Profit and Loss Analysis
At Wiley Financial, we provide profit and loss analysis services in San Diego, CA. While we service all of Southern California, our office is located in Carlsbad, CA. If you are interested in learning more about how we can help your business, please contact us now.
A profit and loss analysis report (often referred to as P&L analysis report, income statement, or statement of operations) may not sound too exciting, but it can paint a very clear picture of a company’s financial health. Numbers do not lie. However, they also don’t always say the same thing to everyone. The numbers can tell a varied story when interpreted, but at Wiley Financial we tell the RIGHT story. We have a unique way of looking at the whole picture. We do the math and understand where a company is bleeding money or what revenue stream needs more attention due to cost or lack thereof. At Wiley Financial we are very good at seeing the whole picture.
A profit and loss analysis report is one of the primary financial reports for a company, which plays an important role in the financial statement analysis. It contains summarized information about a firm’s revenues and expenses over the reporting period. The goal of the income statement is to measure the profit of a business over the reporting period by deducting the business’s expenses from its revenues.
The general form of a P&L analysis report starts with the revenue entry. From there operating expenses, salary, depreciation, interest and other expenses are subtracted in order to get net earnings. Net earnings is as an absolute value. It can also be broken down into earnings per share by dividing net earnings by the number of shares outstanding.
Basic Elements of the Profit and Loss Analysis Report
1. Revenue (Net Sales) – This entry represents the value of goods or services a company has sold to its customers.

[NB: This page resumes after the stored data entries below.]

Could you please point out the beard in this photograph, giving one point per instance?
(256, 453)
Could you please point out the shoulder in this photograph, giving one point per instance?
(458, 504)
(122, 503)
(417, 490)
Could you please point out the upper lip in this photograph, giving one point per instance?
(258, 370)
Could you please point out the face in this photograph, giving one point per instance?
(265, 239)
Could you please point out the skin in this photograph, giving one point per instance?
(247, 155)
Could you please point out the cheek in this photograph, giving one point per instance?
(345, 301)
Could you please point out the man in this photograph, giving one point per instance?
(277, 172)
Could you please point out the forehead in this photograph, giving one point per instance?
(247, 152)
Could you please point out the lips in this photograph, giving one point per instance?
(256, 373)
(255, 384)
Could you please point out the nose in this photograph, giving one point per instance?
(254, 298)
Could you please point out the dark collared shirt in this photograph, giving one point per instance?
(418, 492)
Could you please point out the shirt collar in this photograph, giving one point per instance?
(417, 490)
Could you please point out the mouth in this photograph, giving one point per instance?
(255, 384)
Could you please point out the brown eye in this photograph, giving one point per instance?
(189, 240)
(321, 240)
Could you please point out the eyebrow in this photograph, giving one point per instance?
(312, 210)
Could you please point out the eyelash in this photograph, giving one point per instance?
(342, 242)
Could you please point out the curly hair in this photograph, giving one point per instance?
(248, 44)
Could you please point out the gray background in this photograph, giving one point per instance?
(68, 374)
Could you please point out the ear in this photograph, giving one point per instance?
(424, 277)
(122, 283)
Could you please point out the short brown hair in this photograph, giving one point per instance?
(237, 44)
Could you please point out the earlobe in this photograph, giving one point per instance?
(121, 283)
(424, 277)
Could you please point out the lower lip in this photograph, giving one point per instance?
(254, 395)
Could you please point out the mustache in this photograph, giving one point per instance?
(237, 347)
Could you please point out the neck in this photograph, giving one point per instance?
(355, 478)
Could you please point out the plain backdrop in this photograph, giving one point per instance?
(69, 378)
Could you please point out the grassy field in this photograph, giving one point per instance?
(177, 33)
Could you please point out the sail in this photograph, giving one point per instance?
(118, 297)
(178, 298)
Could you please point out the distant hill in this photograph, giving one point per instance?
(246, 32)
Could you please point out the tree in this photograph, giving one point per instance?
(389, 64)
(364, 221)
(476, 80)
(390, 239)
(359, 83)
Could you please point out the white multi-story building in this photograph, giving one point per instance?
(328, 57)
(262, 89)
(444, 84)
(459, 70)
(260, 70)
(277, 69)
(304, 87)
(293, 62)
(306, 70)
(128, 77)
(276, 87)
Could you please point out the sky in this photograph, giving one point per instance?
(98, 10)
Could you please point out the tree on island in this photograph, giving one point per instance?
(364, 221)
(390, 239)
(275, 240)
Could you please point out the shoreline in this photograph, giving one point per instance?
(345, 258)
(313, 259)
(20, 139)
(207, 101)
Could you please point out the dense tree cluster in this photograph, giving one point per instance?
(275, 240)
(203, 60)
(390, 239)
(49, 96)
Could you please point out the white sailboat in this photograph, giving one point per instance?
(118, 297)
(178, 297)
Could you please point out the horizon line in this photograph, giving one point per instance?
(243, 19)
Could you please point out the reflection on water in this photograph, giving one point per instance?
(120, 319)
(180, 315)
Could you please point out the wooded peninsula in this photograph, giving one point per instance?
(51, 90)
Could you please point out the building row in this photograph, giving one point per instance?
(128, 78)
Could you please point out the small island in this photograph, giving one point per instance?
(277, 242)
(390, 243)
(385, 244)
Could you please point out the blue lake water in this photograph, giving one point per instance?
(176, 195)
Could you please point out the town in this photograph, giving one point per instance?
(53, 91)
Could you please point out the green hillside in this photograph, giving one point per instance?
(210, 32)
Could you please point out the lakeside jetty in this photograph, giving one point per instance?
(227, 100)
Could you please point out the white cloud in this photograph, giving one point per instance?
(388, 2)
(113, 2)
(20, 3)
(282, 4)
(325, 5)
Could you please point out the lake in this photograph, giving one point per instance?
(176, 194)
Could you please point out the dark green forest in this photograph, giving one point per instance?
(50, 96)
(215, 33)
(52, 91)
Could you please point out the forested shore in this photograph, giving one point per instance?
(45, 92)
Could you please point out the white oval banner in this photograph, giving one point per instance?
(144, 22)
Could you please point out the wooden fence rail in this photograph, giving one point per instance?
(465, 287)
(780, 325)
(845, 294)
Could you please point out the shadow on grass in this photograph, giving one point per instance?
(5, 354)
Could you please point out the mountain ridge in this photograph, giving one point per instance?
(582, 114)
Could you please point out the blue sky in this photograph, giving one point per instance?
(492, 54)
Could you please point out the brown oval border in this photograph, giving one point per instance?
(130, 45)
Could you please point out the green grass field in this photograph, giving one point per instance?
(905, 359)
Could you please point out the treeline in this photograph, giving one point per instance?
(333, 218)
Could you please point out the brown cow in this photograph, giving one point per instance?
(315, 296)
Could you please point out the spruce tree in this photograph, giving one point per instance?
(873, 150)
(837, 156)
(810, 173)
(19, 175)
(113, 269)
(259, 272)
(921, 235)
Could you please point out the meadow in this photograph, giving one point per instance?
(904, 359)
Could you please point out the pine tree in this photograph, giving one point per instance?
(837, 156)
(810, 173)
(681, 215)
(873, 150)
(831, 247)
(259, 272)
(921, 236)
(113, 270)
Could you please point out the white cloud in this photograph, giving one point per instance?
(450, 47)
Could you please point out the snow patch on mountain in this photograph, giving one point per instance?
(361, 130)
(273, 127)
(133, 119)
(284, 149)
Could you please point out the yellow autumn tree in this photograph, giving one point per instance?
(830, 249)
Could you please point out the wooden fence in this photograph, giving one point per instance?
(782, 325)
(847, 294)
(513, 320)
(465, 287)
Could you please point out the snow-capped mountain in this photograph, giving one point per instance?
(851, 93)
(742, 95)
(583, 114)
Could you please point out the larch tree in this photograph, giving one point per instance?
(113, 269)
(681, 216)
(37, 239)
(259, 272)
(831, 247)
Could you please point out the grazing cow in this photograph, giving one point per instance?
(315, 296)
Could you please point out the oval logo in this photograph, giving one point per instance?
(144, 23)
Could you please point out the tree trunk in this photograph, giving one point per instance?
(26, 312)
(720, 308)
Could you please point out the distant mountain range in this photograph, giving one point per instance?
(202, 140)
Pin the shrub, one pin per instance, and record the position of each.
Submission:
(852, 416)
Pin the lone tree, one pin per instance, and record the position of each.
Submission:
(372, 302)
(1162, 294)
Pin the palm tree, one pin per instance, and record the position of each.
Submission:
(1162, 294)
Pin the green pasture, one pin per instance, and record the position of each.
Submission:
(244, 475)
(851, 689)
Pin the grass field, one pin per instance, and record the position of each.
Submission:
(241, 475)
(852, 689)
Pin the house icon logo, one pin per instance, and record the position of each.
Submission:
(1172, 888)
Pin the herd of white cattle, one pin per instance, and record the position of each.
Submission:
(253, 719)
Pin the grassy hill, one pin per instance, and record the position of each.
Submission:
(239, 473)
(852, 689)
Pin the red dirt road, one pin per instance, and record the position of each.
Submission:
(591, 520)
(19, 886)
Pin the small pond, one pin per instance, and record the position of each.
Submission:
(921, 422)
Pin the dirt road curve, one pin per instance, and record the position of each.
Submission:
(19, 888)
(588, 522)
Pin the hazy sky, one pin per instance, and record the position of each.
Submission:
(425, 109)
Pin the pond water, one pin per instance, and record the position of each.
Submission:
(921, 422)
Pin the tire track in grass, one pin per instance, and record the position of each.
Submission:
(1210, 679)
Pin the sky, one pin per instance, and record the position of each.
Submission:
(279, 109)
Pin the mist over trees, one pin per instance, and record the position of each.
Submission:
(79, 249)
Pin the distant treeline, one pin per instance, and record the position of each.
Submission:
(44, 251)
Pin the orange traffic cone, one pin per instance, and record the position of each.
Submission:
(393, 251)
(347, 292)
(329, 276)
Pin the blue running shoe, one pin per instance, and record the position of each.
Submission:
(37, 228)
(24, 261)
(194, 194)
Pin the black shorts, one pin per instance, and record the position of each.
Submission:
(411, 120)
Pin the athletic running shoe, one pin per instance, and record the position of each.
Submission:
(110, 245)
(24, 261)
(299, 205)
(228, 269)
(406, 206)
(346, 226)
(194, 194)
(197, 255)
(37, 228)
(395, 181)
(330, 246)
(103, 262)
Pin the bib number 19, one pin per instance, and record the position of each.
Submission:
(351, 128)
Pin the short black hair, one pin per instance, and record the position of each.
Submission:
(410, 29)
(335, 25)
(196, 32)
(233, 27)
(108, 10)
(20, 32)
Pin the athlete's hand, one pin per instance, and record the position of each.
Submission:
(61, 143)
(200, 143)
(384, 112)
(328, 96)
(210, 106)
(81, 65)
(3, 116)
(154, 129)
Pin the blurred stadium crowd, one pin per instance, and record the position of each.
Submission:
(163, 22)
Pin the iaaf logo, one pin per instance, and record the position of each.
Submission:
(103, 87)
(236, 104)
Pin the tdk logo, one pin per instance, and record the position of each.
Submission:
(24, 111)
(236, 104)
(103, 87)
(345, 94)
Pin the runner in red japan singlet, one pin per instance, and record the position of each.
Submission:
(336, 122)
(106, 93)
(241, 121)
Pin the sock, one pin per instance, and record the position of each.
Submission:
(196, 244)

2. Cost of Goods Sold – This element measures the total amount of expenses related to the product creation process. This includes the cost of materials, labor, etc. Costs of goods sold also includes direct costs and overhead costs. Direct costs (materials; parts of product purchased for its construction; items, purchased for resale; labor costs; shipping costs) are the expenses associated with the object and its production. Overhead costs (labor costs, equipment costs, rent costs, etc.) are the expenses that are related to the business running process, but cannot be directly associated with the particular object of production.
3. Gross Profit – Gross profit is net revenue excluding costs of goods sold.
4. Operating Expense. Operating expenses include selling and administrative expenses. Selling are the expenses which relate to the process of generating sales by a company, including miscellaneous advertisement expenses, sales commission, etc. All the expenses connected with company’s operation administration, such as salaries of the office employees, insurance, etc., refer to the administrative expenses.
5. Operating Income – Operating income is gross profit minus operating expenses.
6. Other income or expense – This entry contains all the other income or expense values that weren’t included in any of the previous entries. It may be dividends, interest income, interest expense, net losses on derivatives, etc.
7. Income Before Income Taxes – Income before income taxes is operating income including (or excluding) other income or expenses.
8. Income Taxes – This entry includes all state and local taxes, which are based on the reported profit of an enterprise.
9. Net Income – Net income (net profit or net earnings) is the amount of money remaining after taking the net sales of a business and excluding all the expenses, taxes depreciation and other costs. In other words, this entry reflects the basic goal of an enterprise functioning – its profit. Following the net income in the profit and loss report is a very important part of the company’s financial report analysis.
10. Earnings Per Share – This entry is often included at the end of P&L report. It reflects the net profit as its division by the total number of shares outstanding. The result is the amount of net profit, earned by one share of common stock. This measurement can be useful for the risk management of a stockholder.